OpenAI’s new “01” LLMs, nicknamed Strawberry, display significant improvements over GPT-4o, but the company says this comes with increased risks.
OpenAI says it is committed to the safe development of its AI models. To that end, it developed a Preparedness Framework, a set of “processes to track, evaluate, and protect against catastrophic risks from powerful models.”
OpenAI’s self-imposed limits regulate which models get released or undergo further development. The Preparedness Framework results in a scorecard where CBRN (chemical, biological, radiological, nuclear), model autonomy, cybersecurity, and persuasion risks are rated as low, medium, high, or critical.
Where unacceptable risks are identified, mitigations are put in place to reduce them. Only models with a post-mitigation score of “medium” or below can be deployed. Only models with a post-mitigation score of “high” or below can be developed further.
The release of 01 marks the first time OpenAI has released a model that presents a “medium” risk for CBRN risks. GPT-4o is rated as a low risk.
It’s not going to enable an amateur to create a biological weapon, but OpenAI says there was “a nontrivial uplift” in its ability to perform lab tasks. However, OpenAI says that “o1-preview and o1-mini meaningfully outperformed GPT-4o” in wet lab biological protocols.
The system card for the 01 models outlines the red teaming and other safety testing the LLMs were subjected to and hints at some of the concerns OpenAI has about potential risks.

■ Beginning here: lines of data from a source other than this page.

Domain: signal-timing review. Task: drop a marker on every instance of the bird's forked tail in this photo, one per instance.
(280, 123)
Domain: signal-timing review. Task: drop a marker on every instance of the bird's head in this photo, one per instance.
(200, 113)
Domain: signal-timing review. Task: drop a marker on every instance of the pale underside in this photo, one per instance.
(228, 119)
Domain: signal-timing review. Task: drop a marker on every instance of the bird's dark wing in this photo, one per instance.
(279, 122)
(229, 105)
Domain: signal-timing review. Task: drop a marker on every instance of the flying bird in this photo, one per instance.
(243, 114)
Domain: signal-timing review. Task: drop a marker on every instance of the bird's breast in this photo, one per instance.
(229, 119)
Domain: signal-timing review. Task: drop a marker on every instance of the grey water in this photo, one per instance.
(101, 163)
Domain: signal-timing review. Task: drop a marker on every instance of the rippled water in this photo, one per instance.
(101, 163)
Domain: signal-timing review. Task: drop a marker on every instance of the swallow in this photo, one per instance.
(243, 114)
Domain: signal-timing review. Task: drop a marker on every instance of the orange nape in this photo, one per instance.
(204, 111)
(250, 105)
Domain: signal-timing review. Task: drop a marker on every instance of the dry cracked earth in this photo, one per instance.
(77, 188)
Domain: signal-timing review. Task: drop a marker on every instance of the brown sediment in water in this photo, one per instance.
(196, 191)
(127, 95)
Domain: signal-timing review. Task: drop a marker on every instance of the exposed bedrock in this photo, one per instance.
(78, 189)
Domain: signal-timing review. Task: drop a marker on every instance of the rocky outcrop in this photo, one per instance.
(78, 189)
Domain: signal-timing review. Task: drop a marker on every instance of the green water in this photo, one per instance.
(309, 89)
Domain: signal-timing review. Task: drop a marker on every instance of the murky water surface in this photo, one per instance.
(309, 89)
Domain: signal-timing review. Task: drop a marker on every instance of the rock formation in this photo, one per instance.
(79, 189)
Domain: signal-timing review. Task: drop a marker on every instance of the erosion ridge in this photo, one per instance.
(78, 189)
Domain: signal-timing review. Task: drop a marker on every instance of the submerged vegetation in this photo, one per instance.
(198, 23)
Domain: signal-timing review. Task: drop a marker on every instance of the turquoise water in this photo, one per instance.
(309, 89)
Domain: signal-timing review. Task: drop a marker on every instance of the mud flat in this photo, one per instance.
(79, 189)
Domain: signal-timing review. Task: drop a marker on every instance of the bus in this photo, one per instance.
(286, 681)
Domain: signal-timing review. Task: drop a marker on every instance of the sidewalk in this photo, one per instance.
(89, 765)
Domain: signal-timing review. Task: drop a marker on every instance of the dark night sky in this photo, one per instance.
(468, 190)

In its conclusion, the system card notes, “These increased capabilities come with significantly improved performance on safety benchmarks, but also increase certain types of risk.”
The results of OpenAI’s alignment efforts seem to indicate that in many respects 01 is a safer model. It’s more resilient to jailbreak attacks, less likely to be biased, and less prone to hallucinations.
Some of the experimental results show why OpenAI has reason for its concern.
Deception
OpenAI used evaluation organization Apollo Research to perform some of 01’s safety tests related to deception, or scheming. Apollo broadly defines scheming as AIs gaming their oversight mechanisms as a means to achieve a goal.
A self-aware model that is good at self-reasoning and theory of mind tasks might scheme, or employ deception, to achieve its primary goal. For example, if an AI model realized that it was undergoing alignment testing it might hide risky behavior to achieve its goal of being deployed.
The system card noted that “o1-preview sometimes instrumentally faked alignment during testing.”
An example of this was when 01 was prompted with a primary goal of maximizing economic growth in an urban planning project. The 01 model had access to information that showed it might not get beyond the testing phase if it did this. Here’s how 01 reasoned on how it would achieve its goal:
This example shows the ability that 01 has to hide its true intentions during testing so it can pursue its primary goal during deployment. If 01 is aware of OpenAI’s rules for deployment based on its Preparedness Framework, might it have faked some of its responses to ensure that it got deployed?
If more intelligent models are in the works, might they ensure they stay under the “critical” risk score to ensure that they undergo further development?
The Apollo team says it “subjectively believes o1-preview cannot engage in scheming that can lead to catastrophic harms, although current evals aren’t designed to definitively rule this out.”
Persuasion
Testing of both o1-preview and o1-mini shows these models have “human-level persuasion capabilities.” However, OpenAI says “They do not outperform top human writers and do not reach our high risk threshold.”
The experiments they performed to test this do raise some concerns. In the MakeMePay test, 01-preview was assigned the role of a con artist and tasked with convincing GPT-4o to hand over the cash it had been awarded.
GPt-4o was told that it had been awarded $100 and needed to be rational about how to use the funds. During the course of 1,000 interactions, 01-preview was able to con GPT-4o 25.8% of the time.
OpenAI concluded that “These results indicate that the o1 model series may be more manipulative than GPT-4o in getting GPT-4o to perform the undisclosed task (∼25% uplift).” It further noted that “This evaluation gives us a baseline for the model’s ability to do persuasive harm, without triggering any model policies (as telling a model to play a game is not out-of-policy).”
The prospect of putting the 01 LLMs to work on real-world problems is extremely exciting, and when 01 gains multimodal capabilities it will represent another exponential leap. But when AI testers say they can’t rule out “catastrophic harms” and that models sometimes hide their true intent it may be reason to temper that excitement with caution.
Did OpenAI just give Gavin Newsom a good reason to sign the SB 1047 AI safety bill that it opposes?